This week, Reveal completed their investigative series “American Rehab” that follows and describes how thousands of individuals receive “work therapy” instead of addiction treatment after entering drug rehabilitation centers. The series documents how these individuals work for little or no pay, often over 60 hours per week and with little or no training. Reveal further exposes how these work-based rebabs “are turning participants into unpaid essential workers” during the Covid-19 pandemic. The series is comprised of hundreds of interviews with workers, families, and “employers” and explores the efficacy and legality of such programs.

California state officials are investigating workplace safety conditions at Foster Farms poultry plant in the San Joaquin Valley. Merced County health officials reported that 217 plant workers tested positive for Covid-19, “nearly triple the number reported July 31.” Two workers have died. This most recent outbreak follows months of reports describing meat processing plants with inadequate sanitation and social distancing policies, and the Trump Administration’s April executive order preventing state governments from shutting down plants. Earlier this month, Tyson Foods received permission to increase operating speed at their Midwest plants, despite the risk that workers would have to work closer together and face further exposure to Covid-19.

Last week, Courtney reported on the high-level female executive suing Pinterest for rampant gender-based discrimination and retaliation and the earlier allegations by Black female employees describing significant racial bias.

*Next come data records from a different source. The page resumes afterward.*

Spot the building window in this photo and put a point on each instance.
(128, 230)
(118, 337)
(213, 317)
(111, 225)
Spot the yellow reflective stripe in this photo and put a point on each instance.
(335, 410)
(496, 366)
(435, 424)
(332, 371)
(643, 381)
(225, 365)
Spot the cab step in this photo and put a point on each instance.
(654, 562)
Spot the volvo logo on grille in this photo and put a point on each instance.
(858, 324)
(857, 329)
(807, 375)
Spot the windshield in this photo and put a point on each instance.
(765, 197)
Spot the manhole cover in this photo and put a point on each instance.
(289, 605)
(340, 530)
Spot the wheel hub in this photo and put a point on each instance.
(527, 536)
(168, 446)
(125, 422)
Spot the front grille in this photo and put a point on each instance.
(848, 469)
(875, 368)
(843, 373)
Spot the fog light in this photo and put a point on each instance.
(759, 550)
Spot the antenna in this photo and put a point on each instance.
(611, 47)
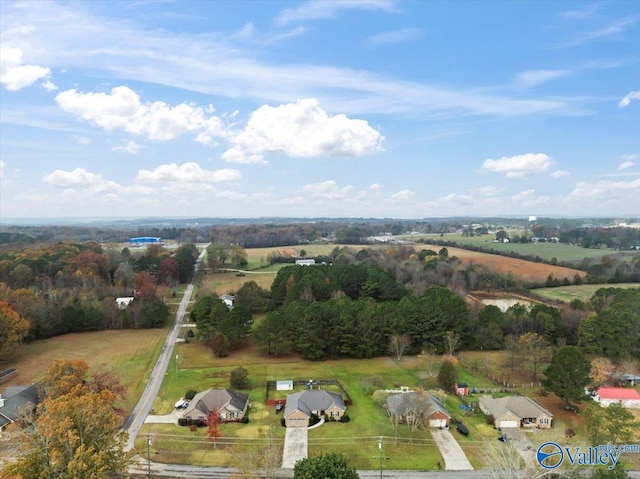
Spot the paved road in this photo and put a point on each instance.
(454, 457)
(140, 412)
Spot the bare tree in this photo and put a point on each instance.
(398, 344)
(451, 341)
(428, 355)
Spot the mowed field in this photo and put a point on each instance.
(129, 354)
(260, 271)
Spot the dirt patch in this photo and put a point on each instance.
(527, 271)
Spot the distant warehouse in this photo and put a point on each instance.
(145, 241)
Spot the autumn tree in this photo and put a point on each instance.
(13, 329)
(447, 376)
(535, 350)
(568, 374)
(601, 370)
(74, 433)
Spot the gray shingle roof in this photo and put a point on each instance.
(17, 399)
(415, 402)
(521, 406)
(313, 400)
(216, 399)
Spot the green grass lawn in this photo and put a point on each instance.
(357, 439)
(546, 251)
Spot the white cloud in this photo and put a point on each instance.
(612, 29)
(81, 140)
(327, 190)
(78, 178)
(519, 166)
(14, 75)
(490, 190)
(534, 78)
(632, 95)
(187, 173)
(529, 198)
(302, 130)
(320, 9)
(626, 164)
(402, 196)
(396, 36)
(122, 109)
(130, 147)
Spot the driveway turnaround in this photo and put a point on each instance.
(295, 446)
(454, 457)
(519, 440)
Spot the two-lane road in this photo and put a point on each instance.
(134, 422)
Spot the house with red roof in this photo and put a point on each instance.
(628, 397)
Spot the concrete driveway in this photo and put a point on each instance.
(295, 446)
(171, 418)
(454, 457)
(519, 440)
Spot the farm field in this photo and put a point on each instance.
(546, 251)
(263, 274)
(129, 354)
(582, 292)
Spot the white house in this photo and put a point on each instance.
(628, 397)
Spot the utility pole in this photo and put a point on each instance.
(380, 452)
(149, 455)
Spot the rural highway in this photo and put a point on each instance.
(134, 422)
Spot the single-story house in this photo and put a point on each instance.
(628, 397)
(306, 262)
(230, 405)
(124, 301)
(626, 379)
(408, 407)
(228, 300)
(516, 411)
(16, 401)
(301, 406)
(462, 389)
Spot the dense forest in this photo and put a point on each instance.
(367, 299)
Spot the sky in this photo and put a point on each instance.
(340, 108)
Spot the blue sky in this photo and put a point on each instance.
(356, 108)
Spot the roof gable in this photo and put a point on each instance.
(618, 393)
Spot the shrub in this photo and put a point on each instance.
(239, 378)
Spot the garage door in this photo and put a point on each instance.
(508, 423)
(296, 422)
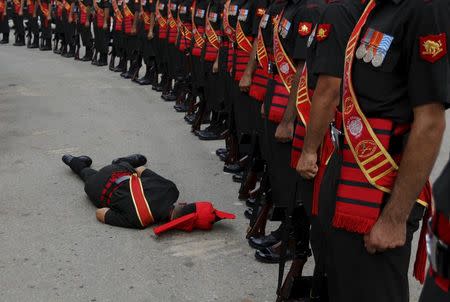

This week, more than 400 Pinterest employees participated in a virtual protest, signing out of the company’s computer system to simulate a “walk-out” despite working remotely. Using Coworker.com, the employees called for significant policy changes at the company, including full transparency and disclosure of promotion and retention metrics to improve equity. Pinterest promised that no employee would face retaliation for the protest, and delayed the announcement of a new board member.

Federal agencies like the EPA and IRS may face significant worker shortages if they proceed with re-opening plans. Several federal employees and National Treasury Employees Union members told Bloomberg News that they plan to retire early if federal agencies require workers to return to in-person work while Covid-19 cases continue to spike. Workers report that the risk of returning to the office or commuting via public transit outweighs their expected loss in retirement savings.